After all, Ms. Suzuki has seen students do as many as 200 to 250 rolls.
Here’s how it will work. A student will go up to another student seated on the mat. The student will grab the wrist of the seated student, who will respond by throwing the person with that arm into a roll. After rolling, the student will stand and try to grab the wrist again and get thrown into another roll, and that will continue as long as the roller can handle it during an 8-minute block.
To avoid injury, students roll diagonally, unlike in your typical somersault.

When they’ve had enough, other students will take their place, and the rolling will continue, Ms. Suzuki said on a recent day at the Buddhist Church.
“Adults throw the kids, and kids will throw the adults,” she said.
She said the aikido move is done by affecting the opponent’s balance and momentum. “We [never] want to stifle the attack. You know how to keep yourself safe and let the attacker (move) past you.”
Ms. Suzuki stood and demonstrated by pretending she was about to punch someone. Rather than trying to stop the fist, it’s more effective simply to lean to one side and dodge the blow, she said.
“That’s why aikido is great for everybody,” regardless of size, Ms. Suzuki said.
In addition, “it’s great eye-hand coordination and it’s a great cardio,” she said.
Ms. Suzuki has 16 active students, ages 3 to 50.
Wait a minute. Three-year-old students?
Sure, Ms. Suzuki said. “They do forward rolls and backward rolls; they’re incredibly cute.”
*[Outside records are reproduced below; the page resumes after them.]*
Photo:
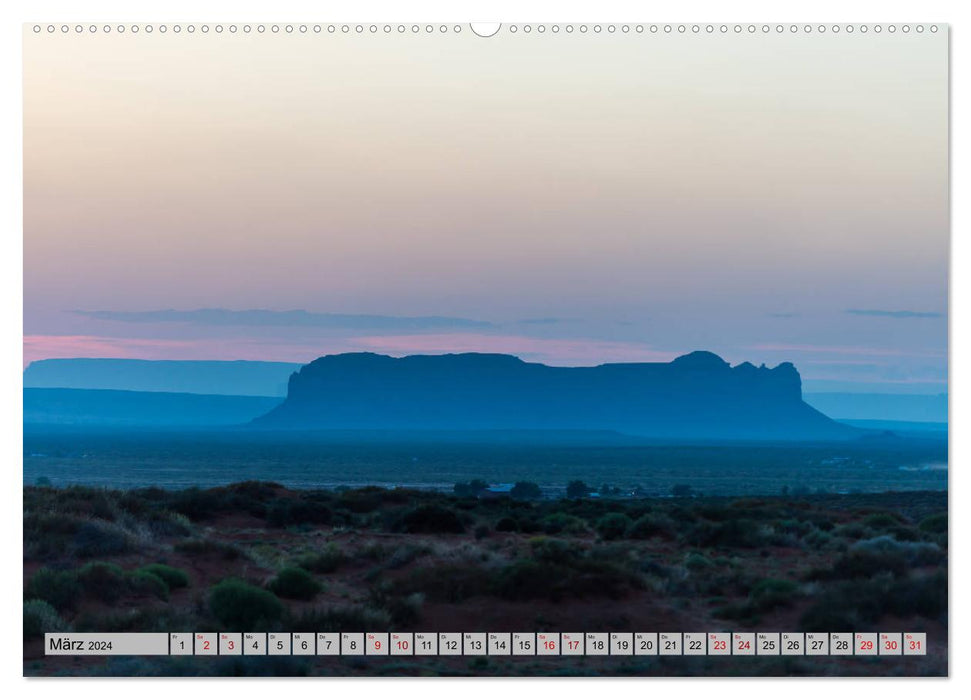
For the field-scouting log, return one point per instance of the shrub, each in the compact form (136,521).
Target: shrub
(934,524)
(285,512)
(469,489)
(101,539)
(325,561)
(740,532)
(526,491)
(242,606)
(59,588)
(295,583)
(650,525)
(209,549)
(553,551)
(613,526)
(343,619)
(770,593)
(507,524)
(145,583)
(40,617)
(857,604)
(697,562)
(558,522)
(173,577)
(103,581)
(447,583)
(577,489)
(430,518)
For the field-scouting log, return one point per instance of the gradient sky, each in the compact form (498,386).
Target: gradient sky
(572,199)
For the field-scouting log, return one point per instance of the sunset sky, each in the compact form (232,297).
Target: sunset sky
(571,199)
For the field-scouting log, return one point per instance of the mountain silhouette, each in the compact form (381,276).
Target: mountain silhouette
(697,396)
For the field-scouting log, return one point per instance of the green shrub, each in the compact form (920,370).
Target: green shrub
(173,577)
(352,618)
(144,583)
(526,491)
(934,524)
(650,525)
(102,539)
(507,524)
(59,588)
(326,561)
(103,581)
(40,617)
(209,549)
(770,593)
(613,526)
(446,583)
(285,512)
(242,606)
(553,551)
(555,523)
(430,518)
(697,562)
(295,583)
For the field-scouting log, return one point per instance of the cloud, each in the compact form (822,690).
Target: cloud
(292,318)
(894,314)
(840,350)
(541,321)
(42,347)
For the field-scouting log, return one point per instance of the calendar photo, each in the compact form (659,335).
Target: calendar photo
(450,349)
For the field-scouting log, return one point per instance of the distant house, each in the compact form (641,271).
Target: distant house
(496,491)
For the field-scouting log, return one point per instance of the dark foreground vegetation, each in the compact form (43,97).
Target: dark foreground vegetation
(256,556)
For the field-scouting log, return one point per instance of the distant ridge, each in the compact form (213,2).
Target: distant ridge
(696,396)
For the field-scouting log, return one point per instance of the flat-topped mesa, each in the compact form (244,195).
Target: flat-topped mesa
(696,396)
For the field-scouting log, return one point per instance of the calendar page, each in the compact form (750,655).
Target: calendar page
(395,349)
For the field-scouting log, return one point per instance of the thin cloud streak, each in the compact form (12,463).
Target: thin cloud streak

The fundraiser is intended to allow the students to move to a better facility. For five years, Ms. Suzuki taught students at a “dojo” or training hall on lower State Street. She and the group improved the facility by building a new wood floor above the existing cement floor, installing a shower, renovating a bathroom and adding changing rooms.
But Ms. Suzuki said they couldn’t stay there when the rent suddenly jumped from $1,200 a month to $6,500. Aikido Kenkyukai Santa Barbara left the facility in July 2007.
After a break for a few months, classes resumed at the Veterans Memorial Building in December 2007 in Santa Barbara, and, a year later, Ms. Suzuki began teaching Saturday classes at the Buddhist Church. This month, she added Tuesday and Thursday classes there, and that’s when the classes moved out of the Veterans Memorial Building.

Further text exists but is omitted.